You are viewing a plain text version of this content. The canonical link for it is here.
Posted to users@jena.apache.org by Alexandru Todor <to...@inf.fu-berlin.de> on 2011/09/30 17:17:07 UTC

Suspected Bug(s): dealing with UTF8 IRIs in HTTP Sparql Queries

Hi,

I maintain the German language DBpedia endpoint, and have gotten some 
mails from users complaining that they don't get any results from the 
endpoint when they query for resources like:

http://de.dbpedia.org/resource/München

This is the code they sent me:

String queryString= "SELECT ?o WHERE 
{<http://de.dbpedia.org/resource/München> 
<http://purl.org/dc/terms/subject> ?o }";
             Query query = QueryFactory.create(queryString);
             QueryExecution qexec = 
QueryExecutionFactory.sparqlService("http://de.dbpedia.org/sparql", query);
             try {
                 ResultSet results = qexec.execSelect();
                 for (; results.hasNext();) {
                     QuerySolution s = results.nextSolution();
                     System.out.println(s.toString());
                 }
             }
             finally {
                qexec.close();
             }

I tried the code and it works for any IRI that contains no UTF8 chars 
(so only for URIs), but when you have UTF8 chars it returns no result. 
I've tried a couple of variations and it returns no result but also 
doesn't throw any kind of exception, it's just as if the data wasn't there.

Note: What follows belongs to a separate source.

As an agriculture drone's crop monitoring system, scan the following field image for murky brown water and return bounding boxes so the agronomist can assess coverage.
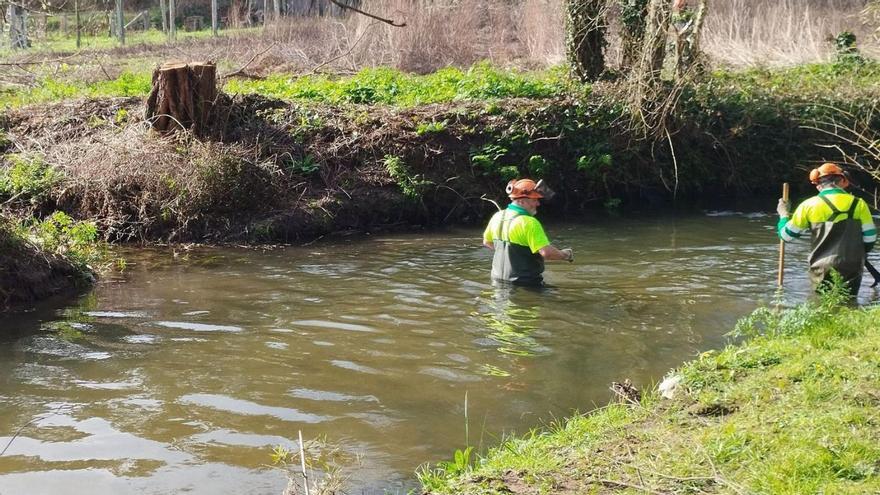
[1,212,875,494]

Then I proceeded to try an alternative method and used  QueryEngineHTTP 
to execute the query and it worked. However, QueryEngineHTTP messes up 
the UTF8 encoding, so for example in the returned results you get 
München instead of München . My guess is that QueryEngineHTTP encodes 
the SPARQL results in ISO-8859-1 instead of UTF8, so decoding the 
strings as ISO-8859-1 and re-encoding it as UTF8 fixed this.

Kind Regards,
Alexandru Todor

Research Associate
AG Corporate Semantic Web
Freie Universität Berlin






Re: Suspected Bug(s): dealing with UTF8 IRIs in HTTP Sparql Queries

Posted by Andy Seaborne <an...@apache.org>.
On 01/10/11 21:48, Andy Seaborne wrote:
> On 30/09/11 17:08, Alexandru Todor wrote:
>> Hi,
>>
>> Seems to be a Virtuoso issue with the RDF/XML serializer. Both the Greek
>> and German endpoints seem to have the garbled data in the XML files and
>> this issue only arises when choosing RDF/XML as output. Thanks for the
>> tip, I'll report the issue to the Virtuoso devs.
>
> Could you also report that
>
> 1/ asking for N-triples does not return N-triples. It returns something
> Turtle-ish.
>
> 2/ The SPARQL XML results has the same encoding problem as RDF/XML.
>
> These have somewhat slowed down the bug hunting.
>
>> There's still the problem with QueryExecutionFactory.sparqlService
>> returning no results.
>
> Yes - I found it (in turning queries into strings). I need to do some
> careful testing to make sure the fix does not break something elsewhere
> that incorrectly depends on the effect.
>
> Andy

Fix committed to Apache SVN.

	Andy


Re: Suspected Bug(s): dealing with UTF8 IRIs in HTTP Sparql Queries

Posted by Andy Seaborne <an...@apache.org>.
On 30/09/11 17:08, Alexandru Todor wrote:
> Hi,
>
> Seems to be a Virtuoso issue with the RDF/XML serializer. Both the Greek
> and German endpoints seem to have the garbled data in the XML files and
> this issue only arises when choosing RDF/XML as output. Thanks for the
> tip, I'll report the issue to the Virtuoso devs.

Could you also report that

1/ asking for N-triples does not return N-triples.  It returns something 
Turtle-ish.

2/ The SPARQL XML results has the same encoding problem as RDF/XML.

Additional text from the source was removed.